## Friday, November 9, 2012

### Hexaflexagation Visualization

If you've never heard of a hexaflexagon, watch this.   In brief, hexaflexagons are cool because they have really weird geometry.  They have too many sides.  If you've never seen a hexahexaflexagon, watch this.  Hexahexaflexagons have even more too many sides.  If you find yourself hexiflexagonally inclined, make one yourself and play with it for a while.  Then, once you've accidentally sunk way too much time into trying to understand your new toy and you're really frustrated that the sides keep disappearing and new ones keep appearing out of nowhere, watch this:

For the more set-theoretically inclined:

Node set: {1o, 1*, 1#, 2o, 2*, 2#, 3o, 3*, 3#, 4o, 4*, 5o, 5*, 6o, 6*}

("o" stands for "circle" (a circle drawn around the center of the hexagon), "*" is "star" (which looks more like a snow flake), and "#" is "box", which is actually a small hexagon drawn around the center.)

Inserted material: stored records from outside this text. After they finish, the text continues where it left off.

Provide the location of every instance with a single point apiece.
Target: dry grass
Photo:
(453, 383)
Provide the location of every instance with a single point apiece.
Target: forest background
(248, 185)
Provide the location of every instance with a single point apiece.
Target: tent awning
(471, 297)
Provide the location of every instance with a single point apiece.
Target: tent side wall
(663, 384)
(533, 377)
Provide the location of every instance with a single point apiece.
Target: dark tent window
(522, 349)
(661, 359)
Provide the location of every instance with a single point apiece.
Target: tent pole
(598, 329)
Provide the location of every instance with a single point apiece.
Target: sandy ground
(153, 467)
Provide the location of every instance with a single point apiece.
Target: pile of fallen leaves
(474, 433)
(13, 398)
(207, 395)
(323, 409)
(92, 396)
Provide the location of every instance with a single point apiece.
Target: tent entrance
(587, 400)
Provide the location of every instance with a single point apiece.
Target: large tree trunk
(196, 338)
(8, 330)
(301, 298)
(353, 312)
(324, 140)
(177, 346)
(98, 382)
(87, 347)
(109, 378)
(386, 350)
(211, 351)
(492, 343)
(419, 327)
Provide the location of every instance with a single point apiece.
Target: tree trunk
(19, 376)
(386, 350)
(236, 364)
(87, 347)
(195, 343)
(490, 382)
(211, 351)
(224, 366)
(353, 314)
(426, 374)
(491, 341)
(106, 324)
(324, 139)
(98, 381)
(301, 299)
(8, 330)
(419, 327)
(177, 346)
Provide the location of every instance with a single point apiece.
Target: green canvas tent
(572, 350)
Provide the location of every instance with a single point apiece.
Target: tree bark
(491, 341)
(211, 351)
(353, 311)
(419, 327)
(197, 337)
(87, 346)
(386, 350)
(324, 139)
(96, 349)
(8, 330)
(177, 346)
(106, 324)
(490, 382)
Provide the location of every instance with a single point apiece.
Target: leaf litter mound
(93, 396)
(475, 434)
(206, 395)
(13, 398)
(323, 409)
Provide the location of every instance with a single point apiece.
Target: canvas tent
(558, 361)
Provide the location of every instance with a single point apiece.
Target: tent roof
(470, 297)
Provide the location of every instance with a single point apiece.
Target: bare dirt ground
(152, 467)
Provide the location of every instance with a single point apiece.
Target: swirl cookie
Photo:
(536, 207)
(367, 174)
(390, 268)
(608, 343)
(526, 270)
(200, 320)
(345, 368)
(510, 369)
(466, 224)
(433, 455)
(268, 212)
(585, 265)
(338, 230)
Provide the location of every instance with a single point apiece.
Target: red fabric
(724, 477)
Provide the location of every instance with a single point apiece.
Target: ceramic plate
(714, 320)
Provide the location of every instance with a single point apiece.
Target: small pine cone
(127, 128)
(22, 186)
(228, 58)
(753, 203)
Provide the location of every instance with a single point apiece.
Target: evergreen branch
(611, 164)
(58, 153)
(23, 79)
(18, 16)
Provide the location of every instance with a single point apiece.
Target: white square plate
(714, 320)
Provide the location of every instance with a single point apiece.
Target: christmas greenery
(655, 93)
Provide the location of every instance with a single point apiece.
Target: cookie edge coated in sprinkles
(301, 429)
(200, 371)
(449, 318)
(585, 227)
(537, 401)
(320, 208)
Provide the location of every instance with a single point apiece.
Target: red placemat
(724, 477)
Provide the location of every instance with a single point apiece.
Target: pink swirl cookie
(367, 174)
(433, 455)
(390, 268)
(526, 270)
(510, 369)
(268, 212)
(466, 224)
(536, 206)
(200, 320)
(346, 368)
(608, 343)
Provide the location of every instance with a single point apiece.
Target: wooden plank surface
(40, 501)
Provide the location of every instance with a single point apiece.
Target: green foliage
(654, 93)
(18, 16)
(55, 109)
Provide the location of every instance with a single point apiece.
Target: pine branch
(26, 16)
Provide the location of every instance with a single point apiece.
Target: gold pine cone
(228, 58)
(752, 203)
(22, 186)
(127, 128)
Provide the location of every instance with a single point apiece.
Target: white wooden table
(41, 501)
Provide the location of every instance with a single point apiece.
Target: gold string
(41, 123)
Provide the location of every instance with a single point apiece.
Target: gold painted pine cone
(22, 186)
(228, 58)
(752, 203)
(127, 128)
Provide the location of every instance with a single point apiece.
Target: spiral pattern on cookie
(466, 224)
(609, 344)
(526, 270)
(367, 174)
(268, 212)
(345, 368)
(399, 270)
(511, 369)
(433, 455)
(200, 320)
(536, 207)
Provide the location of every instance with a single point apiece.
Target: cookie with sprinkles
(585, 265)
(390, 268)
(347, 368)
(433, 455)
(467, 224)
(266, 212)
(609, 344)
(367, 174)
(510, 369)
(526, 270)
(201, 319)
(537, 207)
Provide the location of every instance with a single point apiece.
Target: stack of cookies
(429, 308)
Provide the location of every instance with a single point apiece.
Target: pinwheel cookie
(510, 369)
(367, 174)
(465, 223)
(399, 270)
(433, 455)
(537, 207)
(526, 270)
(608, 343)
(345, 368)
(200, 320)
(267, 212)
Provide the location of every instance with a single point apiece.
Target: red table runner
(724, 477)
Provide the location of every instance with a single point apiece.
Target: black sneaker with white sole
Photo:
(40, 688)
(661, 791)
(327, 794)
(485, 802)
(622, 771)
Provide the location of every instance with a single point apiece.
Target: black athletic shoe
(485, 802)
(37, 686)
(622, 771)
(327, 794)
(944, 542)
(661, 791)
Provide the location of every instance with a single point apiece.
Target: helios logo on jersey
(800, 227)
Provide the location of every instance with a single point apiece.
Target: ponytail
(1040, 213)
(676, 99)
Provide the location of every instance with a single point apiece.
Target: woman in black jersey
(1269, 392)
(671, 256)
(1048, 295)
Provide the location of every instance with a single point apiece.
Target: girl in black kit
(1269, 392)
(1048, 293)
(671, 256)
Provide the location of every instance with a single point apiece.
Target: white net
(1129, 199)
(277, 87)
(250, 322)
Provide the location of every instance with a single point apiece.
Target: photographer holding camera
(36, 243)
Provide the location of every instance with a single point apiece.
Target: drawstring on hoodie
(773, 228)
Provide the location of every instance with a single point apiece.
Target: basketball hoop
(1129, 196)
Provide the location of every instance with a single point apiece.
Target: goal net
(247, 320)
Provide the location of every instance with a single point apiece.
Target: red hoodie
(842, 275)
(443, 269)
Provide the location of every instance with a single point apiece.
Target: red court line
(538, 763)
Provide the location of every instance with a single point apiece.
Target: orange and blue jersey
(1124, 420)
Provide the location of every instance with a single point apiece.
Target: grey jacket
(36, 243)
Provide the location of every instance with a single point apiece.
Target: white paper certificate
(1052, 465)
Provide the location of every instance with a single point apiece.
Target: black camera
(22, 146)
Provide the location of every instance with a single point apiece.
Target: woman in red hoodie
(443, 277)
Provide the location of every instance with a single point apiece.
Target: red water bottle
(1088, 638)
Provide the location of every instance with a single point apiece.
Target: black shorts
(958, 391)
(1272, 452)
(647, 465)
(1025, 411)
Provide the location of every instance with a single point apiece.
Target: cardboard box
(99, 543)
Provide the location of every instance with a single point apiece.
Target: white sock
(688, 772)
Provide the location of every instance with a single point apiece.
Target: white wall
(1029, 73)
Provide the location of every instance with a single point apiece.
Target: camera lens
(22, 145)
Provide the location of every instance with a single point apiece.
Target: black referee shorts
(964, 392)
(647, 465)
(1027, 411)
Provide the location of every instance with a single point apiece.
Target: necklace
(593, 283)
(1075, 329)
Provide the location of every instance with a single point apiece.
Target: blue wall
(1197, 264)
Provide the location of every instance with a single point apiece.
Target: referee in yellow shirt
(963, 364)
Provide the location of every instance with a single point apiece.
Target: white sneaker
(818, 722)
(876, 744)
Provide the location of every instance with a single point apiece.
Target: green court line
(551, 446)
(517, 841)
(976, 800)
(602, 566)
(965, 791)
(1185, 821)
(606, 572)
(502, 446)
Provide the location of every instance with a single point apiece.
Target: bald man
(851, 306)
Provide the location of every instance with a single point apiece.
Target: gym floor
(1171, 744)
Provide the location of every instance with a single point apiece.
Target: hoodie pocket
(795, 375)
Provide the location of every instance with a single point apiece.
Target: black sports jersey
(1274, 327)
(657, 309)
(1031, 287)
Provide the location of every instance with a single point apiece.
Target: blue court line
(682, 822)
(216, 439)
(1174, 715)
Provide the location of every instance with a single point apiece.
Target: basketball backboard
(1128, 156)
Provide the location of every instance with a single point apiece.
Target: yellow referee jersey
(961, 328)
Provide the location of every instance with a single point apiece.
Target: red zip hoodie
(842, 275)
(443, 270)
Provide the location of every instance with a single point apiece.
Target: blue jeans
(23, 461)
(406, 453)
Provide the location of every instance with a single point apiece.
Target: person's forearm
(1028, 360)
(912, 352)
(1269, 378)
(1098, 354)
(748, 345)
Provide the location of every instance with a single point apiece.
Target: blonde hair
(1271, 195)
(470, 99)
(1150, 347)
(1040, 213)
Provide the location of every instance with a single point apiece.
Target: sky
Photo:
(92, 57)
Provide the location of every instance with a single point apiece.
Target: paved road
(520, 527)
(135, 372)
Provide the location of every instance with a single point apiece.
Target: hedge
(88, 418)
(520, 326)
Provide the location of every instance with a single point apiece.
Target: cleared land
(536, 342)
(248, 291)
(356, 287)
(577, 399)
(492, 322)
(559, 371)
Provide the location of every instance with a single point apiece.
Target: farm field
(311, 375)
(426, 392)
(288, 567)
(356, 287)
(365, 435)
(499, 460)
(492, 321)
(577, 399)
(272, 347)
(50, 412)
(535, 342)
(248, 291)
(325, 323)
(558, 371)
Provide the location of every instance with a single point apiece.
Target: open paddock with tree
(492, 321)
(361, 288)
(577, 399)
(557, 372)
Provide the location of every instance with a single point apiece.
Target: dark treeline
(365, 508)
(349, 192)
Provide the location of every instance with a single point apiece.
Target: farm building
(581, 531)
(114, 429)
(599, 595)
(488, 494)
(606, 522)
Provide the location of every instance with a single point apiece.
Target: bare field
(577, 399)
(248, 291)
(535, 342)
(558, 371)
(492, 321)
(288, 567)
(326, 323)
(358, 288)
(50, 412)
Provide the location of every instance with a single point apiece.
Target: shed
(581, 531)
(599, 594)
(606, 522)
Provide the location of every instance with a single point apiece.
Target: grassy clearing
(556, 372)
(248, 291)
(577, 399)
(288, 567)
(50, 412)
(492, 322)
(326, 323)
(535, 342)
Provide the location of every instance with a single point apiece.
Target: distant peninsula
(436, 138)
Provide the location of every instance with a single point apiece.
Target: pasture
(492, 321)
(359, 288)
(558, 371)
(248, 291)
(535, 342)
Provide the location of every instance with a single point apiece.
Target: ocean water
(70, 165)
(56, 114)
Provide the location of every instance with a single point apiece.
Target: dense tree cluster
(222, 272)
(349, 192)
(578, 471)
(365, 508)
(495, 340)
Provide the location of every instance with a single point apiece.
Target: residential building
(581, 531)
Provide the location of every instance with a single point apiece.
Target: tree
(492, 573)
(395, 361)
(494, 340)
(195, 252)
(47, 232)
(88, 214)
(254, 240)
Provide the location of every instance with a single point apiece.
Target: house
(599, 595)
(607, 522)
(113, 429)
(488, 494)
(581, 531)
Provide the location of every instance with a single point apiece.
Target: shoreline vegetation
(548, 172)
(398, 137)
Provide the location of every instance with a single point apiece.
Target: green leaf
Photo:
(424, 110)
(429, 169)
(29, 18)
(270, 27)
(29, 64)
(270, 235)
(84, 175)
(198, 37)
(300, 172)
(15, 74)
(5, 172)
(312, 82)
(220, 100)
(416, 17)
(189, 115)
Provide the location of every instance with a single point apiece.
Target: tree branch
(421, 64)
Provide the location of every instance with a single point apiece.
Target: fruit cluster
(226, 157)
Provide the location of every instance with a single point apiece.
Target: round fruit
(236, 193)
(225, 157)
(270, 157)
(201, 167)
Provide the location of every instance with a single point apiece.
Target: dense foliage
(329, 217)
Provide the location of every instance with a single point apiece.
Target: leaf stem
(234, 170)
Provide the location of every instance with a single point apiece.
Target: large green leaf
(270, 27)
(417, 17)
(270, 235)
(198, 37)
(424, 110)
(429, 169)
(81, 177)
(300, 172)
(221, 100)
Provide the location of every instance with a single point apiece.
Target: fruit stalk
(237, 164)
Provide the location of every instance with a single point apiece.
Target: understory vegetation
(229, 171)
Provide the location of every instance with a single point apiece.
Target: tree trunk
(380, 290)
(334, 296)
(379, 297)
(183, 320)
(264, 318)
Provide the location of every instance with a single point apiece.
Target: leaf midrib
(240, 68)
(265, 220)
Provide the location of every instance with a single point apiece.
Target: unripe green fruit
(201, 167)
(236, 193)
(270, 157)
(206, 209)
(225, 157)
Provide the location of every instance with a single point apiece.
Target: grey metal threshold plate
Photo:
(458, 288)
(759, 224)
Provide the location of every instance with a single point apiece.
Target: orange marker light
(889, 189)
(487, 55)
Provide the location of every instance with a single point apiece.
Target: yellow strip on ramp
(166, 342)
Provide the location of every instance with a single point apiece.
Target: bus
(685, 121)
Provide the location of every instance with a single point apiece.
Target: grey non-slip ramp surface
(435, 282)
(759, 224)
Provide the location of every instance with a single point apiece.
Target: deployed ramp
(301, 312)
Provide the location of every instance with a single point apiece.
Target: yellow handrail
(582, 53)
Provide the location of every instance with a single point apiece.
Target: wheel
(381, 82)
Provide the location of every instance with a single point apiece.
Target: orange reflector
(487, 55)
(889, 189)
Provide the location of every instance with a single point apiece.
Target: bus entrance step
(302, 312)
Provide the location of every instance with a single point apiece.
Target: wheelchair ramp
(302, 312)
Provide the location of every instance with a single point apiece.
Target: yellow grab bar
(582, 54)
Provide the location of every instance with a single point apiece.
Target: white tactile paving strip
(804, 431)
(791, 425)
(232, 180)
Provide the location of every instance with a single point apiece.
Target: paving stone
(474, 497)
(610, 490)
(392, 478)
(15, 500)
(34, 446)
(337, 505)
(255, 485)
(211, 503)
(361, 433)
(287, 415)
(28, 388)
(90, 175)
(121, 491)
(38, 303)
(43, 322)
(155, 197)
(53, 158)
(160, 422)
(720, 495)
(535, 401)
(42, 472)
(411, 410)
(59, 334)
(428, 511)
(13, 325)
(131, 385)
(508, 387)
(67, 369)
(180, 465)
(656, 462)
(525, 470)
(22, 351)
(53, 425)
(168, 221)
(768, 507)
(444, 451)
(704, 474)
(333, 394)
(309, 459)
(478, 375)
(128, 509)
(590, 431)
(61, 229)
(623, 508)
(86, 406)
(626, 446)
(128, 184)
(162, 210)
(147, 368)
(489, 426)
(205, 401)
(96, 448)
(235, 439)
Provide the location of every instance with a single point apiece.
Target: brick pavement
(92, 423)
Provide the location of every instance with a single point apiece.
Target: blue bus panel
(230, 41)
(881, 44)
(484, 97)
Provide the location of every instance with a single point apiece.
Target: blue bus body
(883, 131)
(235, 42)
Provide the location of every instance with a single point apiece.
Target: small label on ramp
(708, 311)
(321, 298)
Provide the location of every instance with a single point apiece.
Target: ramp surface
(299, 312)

"Open" for top side: {(1*, 5*), (1*, 3o), (1o, 3o), (2*, 1*), (2*, 4*), (2o, 1*), (3*, 2*), (3o, 6o), (3o, 2*), (4*, 3*), (5*, 20), (6*, 1o)}

"Open" for bottom side: {(1#, 6o), (1#, 2#), (1o, 2#), (2#, 3#), (2#, 5o), (2o, 3#), (3*, 1#), (3#, 4o), (4o, 2o), (5o, 1o), (6o, 3*)}

"Flip" for top side: {(1*, 2#), (1o, 6o), (2*, 3#), (2o, 5o), (3*, 4o), (3o, 1#), (4*, 2o), (5*, 1o), (6*, 3*)}

"Flip" for bottom side: {(1#, 3o), (1o, 5*), (2#, 1*), (2o, 4*), (3*, 6*), (3#, 2*), (4o, 3*), (5o, 2o), (6o, 1o)}

But it's way more fun on a balloon, right?